Boost threads provide:
Thread (Java: java.util.Thread)
Locking (Java: java.lang.Object and java.util.concurrent.locks)
Condition Variables (Java. java.lang.Object and java.util.concurrent)
Barrier (Java: Barrier)
java.util.concurrent has also:
Semaphores
Reader-writer locks
Concurrent data structures, e.g. a BlockingQueue or a concurrent lock-free hash map.
the Executor services as a highly flexible consumer producer system.
Atomic operations.
A side note: C++ has currently no memory model. On a different machine the same C++ application may have to deal with a different memory model. This makes portable, concurrent programming in C++ even more tricky.
Boost threads are a lot easier to use than pthreads, and, in my opinion, slightly easier to use than Java threads. When a boost thread object is instantiated, it launches a new thread. The user supplies a function or function object which will run in that new thread.
It's really as simple as:
boost::thread* thr = new boost::thread(MyFunc());
thr->join();
You can easily pass data to the thread by storing values inside the function object. And in the latest version of boost, you can pass a variable number of arguments to the thread constructor itself, which will then be passed to your function object's () operator.
You can also use RAII-style locks with boost::mutex for synchronization.
Note that C++0x will use the same syntax for std::thread.
Performance wise I wouldn't really worry. It is my gut feeling that a boost/c++ expert could write faster code than a java expert. But any advantages would have to fought for.
I prefer Boost's design paradigms to Java's. Java is OO all the way, where Boost/C++ allows for OO if you like but uses the most useful paradigm for the problem at hand. In particular I love RAII when dealing with locks. Java handles memory management beautifully, but sometimes it feels like the rest of the programmers' resources get shafted: file handles, mutexes, DB, sockets, etc.

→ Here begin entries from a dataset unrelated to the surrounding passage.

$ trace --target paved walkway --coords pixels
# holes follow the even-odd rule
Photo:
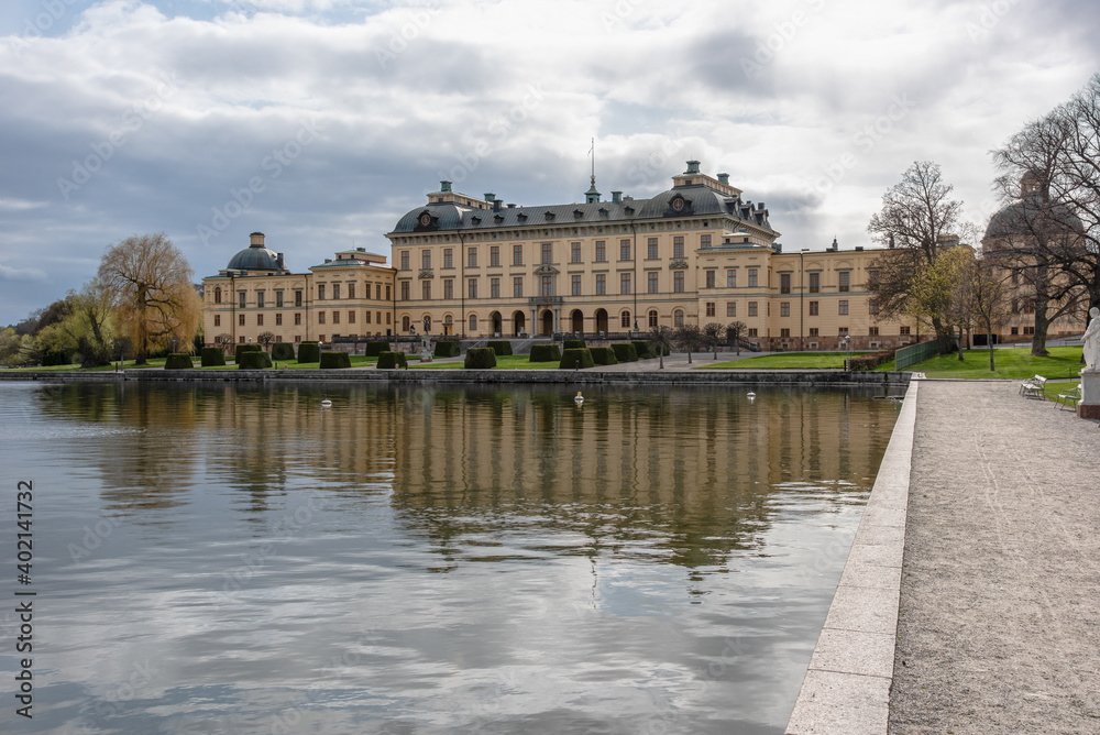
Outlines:
[[[891,735],[1100,733],[1100,430],[921,385]]]

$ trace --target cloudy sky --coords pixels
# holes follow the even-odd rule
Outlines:
[[[788,249],[870,245],[938,162],[983,223],[989,151],[1100,72],[1092,0],[6,0],[0,325],[166,232],[196,276],[267,234],[294,271],[440,179],[641,198],[697,158]]]

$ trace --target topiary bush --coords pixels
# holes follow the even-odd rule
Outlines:
[[[459,343],[457,340],[439,340],[436,342],[436,356],[437,358],[457,358],[459,356]]]
[[[238,370],[265,370],[272,366],[272,359],[266,352],[242,352],[237,358]]]
[[[562,370],[573,370],[580,364],[581,368],[595,368],[596,363],[592,360],[592,352],[587,348],[578,349],[566,349],[561,353],[561,362],[558,364]]]
[[[301,342],[298,344],[298,362],[320,362],[321,345],[318,342]]]
[[[615,350],[609,347],[590,347],[588,352],[592,353],[592,362],[597,365],[614,365],[618,362]]]
[[[165,370],[190,370],[194,366],[191,355],[186,352],[173,352],[164,360]]]
[[[321,352],[321,370],[339,370],[351,368],[351,355],[346,352]]]
[[[615,342],[612,352],[618,362],[638,362],[638,350],[630,342]]]
[[[294,360],[294,345],[289,342],[275,342],[272,344],[272,360]]]
[[[220,347],[205,347],[199,352],[199,364],[204,368],[218,368],[226,364],[226,351]]]
[[[298,351],[301,354],[301,351]],[[405,359],[404,352],[383,352],[378,355],[378,369],[380,370],[393,370],[394,368],[408,368],[408,360]]]
[[[530,362],[559,362],[561,350],[557,344],[532,344]]]
[[[474,370],[496,368],[496,350],[491,347],[472,347],[466,350],[466,360],[463,365]]]

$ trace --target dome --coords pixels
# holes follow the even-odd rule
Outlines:
[[[253,232],[252,244],[239,251],[229,261],[227,271],[274,271],[275,273],[289,273],[283,264],[283,256],[274,253],[264,246],[264,235],[262,232]]]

Java's concurrent library is more extensive than Boost's. Thread pools, concurrent containers, atomics, etc. But the core primitives are on par with each other, threads, mutexes, condition variables.

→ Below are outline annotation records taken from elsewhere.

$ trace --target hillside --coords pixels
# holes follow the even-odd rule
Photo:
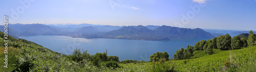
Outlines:
[[[239,37],[244,37],[244,38],[247,38],[248,37],[249,37],[249,34],[248,33],[243,33],[243,34],[241,34],[240,35],[239,35],[238,36],[239,36]]]

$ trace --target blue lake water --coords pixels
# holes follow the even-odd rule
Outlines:
[[[114,39],[84,39],[64,36],[20,37],[35,42],[53,51],[69,55],[76,48],[88,50],[90,54],[103,53],[117,56],[120,61],[126,59],[148,61],[150,55],[157,52],[167,52],[170,58],[177,50],[194,45],[198,41],[209,39],[174,39],[168,41]]]

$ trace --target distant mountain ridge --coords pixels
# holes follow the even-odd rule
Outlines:
[[[62,35],[86,38],[113,38],[144,40],[214,37],[202,29],[180,28],[170,26],[112,26],[68,25],[64,27],[42,24],[9,24],[10,35],[18,36]],[[61,26],[61,25],[59,25]],[[65,27],[71,26],[71,27]],[[79,28],[77,28],[79,27]],[[0,27],[3,27],[1,26]],[[151,29],[150,29],[150,28]]]
[[[124,27],[110,32],[83,34],[86,38],[114,38],[144,40],[165,40],[173,39],[213,38],[215,36],[202,29],[179,28],[162,26],[153,30],[142,26]]]

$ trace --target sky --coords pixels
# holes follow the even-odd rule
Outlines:
[[[0,14],[8,16],[9,23],[256,31],[255,0],[8,0],[0,5]]]

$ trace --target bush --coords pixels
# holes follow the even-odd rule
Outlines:
[[[94,55],[92,55],[92,61],[93,64],[95,66],[99,67],[99,64],[100,62],[106,61],[108,60],[108,56],[105,53],[97,53]]]
[[[80,51],[80,49],[76,49],[74,50],[72,55],[69,55],[67,58],[77,62],[80,62],[83,59],[90,60],[92,59],[90,54],[87,53],[87,51],[84,51],[83,50],[82,53]]]
[[[163,59],[162,60],[163,60]],[[168,65],[169,63],[166,63],[159,59],[158,62],[154,62],[151,66],[151,71],[153,72],[173,72],[174,70],[174,65]]]
[[[160,59],[164,59],[165,60],[169,60],[169,55],[166,52],[157,52],[154,53],[153,55],[150,56],[150,62],[156,62],[158,61]]]
[[[120,62],[119,61],[119,58],[118,57],[116,56],[108,56],[108,61],[116,61],[116,62]]]
[[[120,66],[118,65],[118,63],[116,61],[107,61],[104,62],[103,64],[106,67],[110,67],[112,69],[121,67]]]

So for performance I'd say it's a wash. If you need lots of high level concurrent library support Java wins. If you prefer paradigm freedom C++.
If performance is an issue in your multithreaded program, then you should consider a lock-free design.
Lock-free means threads do not compete for a shared resource and that minimizes switching costs. In that department, Java has a better story IMHO, with its concurrent collections. You can rapidly come up with a lock-free solution.
For having used the Boost Thread lib a bit (but not extensively), I can say that your thinking will be influenced by what's available, and that means essentially a locking solution.
Writing a lock-free C++ solution is very difficult, because of lack of library support and also conceptually because it's missing a memory model that guarantees you can write truly immutable objects.
this book is a must read: Java Concurrency in Practice
If you're targeting a specific platform then the direct OS call will probably be a little faster than using boost for C++. I would tend to use ACE, since you can generally make the right calls for your main platform and it will still be platform-independent. Java should be about the same speed so long as you can guarantee that it will be running on a recent version.
In C++ one can directly use pthreads (pthread_create() etc) if one wanted to. Internally Java uses pthreads via its run-time environment. Do "ldd " to see.